In any event, I don't think it's as simple as blaming a technology, but I do think the change is real and that social media may will not be a simple influence. But I wonder if artificial social connectivity is the Uncanny Valley of friendship and empathy.
posted by mobunited at 12:35 PM on May 15, 2012


I was just talking to my mom the other day about the awesomeness of social media for forming offline connections; I have little kids and we were talking about how hard it is when you're trying to find playmates for your pre-school-aged kids. There is just NOTHING in my town for the summer for the 3-and-under set, and after grousing about it with some other moms I know, I finally went ahead and set up a weekly park playdate for preschoolers for the summer, e-mailed families I knew with kids the right age, and set up a facebook group for it. Within 48 hours I had 21 families who'd asked to join the facebook group and we start in two weeks. My mom was like, "Man, I wish we'd had that when you guys were little, it was so hard to find other kids your age ..."
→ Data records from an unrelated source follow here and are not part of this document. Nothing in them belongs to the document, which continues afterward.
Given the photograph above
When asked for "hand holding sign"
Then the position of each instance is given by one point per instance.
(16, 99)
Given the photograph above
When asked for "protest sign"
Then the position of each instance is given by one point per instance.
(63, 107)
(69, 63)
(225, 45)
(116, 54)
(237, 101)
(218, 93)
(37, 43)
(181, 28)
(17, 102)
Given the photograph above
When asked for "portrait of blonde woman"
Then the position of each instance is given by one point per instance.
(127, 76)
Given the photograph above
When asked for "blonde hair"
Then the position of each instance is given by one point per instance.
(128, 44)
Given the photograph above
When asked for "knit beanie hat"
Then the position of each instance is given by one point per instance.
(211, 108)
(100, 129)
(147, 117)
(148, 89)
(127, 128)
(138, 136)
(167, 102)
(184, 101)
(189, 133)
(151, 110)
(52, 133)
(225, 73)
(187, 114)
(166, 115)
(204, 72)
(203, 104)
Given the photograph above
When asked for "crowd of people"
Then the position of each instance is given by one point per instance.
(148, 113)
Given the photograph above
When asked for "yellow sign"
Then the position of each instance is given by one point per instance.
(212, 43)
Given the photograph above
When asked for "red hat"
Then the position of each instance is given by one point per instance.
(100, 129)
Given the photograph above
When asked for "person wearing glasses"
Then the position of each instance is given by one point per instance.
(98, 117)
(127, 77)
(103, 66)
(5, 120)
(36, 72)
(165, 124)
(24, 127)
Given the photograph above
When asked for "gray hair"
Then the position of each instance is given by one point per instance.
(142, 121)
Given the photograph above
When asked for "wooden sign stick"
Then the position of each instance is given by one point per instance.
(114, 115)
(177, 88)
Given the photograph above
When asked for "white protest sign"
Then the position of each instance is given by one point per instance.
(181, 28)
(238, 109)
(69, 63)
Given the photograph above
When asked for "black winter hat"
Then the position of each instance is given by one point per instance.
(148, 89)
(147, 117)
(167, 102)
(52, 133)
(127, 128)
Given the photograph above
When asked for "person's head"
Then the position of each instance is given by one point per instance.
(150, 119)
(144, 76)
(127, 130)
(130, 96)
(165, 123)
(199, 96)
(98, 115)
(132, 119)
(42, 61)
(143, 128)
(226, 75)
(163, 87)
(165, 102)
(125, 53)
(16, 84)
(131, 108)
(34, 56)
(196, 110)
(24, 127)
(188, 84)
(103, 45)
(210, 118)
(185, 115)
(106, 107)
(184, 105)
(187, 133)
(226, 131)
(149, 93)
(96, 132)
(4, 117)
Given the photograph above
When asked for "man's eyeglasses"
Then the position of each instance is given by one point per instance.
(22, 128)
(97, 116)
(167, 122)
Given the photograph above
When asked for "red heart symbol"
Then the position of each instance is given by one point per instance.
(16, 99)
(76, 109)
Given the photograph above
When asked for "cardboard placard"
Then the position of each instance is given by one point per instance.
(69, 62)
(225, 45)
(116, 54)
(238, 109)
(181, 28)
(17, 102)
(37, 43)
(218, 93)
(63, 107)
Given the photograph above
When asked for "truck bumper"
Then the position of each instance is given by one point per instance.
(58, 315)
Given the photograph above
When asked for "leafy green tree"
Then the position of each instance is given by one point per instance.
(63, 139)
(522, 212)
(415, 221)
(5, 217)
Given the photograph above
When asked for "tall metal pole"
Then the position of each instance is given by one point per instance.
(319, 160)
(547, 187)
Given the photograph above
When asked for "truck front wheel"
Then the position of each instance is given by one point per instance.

For me social media's mostly been a positive; blogging helped me find friends when I moved to a new city and knew no-one; facebook (which I joined after my first was born) helps me get parenting sympathy and advice (the helpful kind you ask for, not the annoying kind that you don't) ... from people with kids my kids' age, people with teenagers, people with kids MY age who are starting on grandchildren! Having young children can be really isolating, so I don't feel like facebooking during naptime is displacing other connections, but is helping me build connections that I can take offline when I get to, you know, leave the house.

Clearly social media can also be used to enable oneself to be a hermit to the detriment of one's emotional health, but I mostly see people using it to maintain long distance connections (that in the past might have been dropped or turned into yearly Christmas cards only) and to build local connections that they take offline.
posted by Eyebrows McGee at 1:37 PM on May 15, 2012


While I'm on a rant, I'd like to talk to those who complain about how everyone in coffee shops/subways/queues/etc. are all too busy staring at their phones to be social and talk to those around them. I hate to burst your bubble, but you're probably not as cool and awesome as you think; and Geographic Proximity is not some amazing trait that suddenly makes you the world's most interesting person.

I’ve rarely seen a more vivid example of missing the point. But I don’t totally mind that people are constantly distracted by their phones, this lets me know who the dull people are that I should avoid.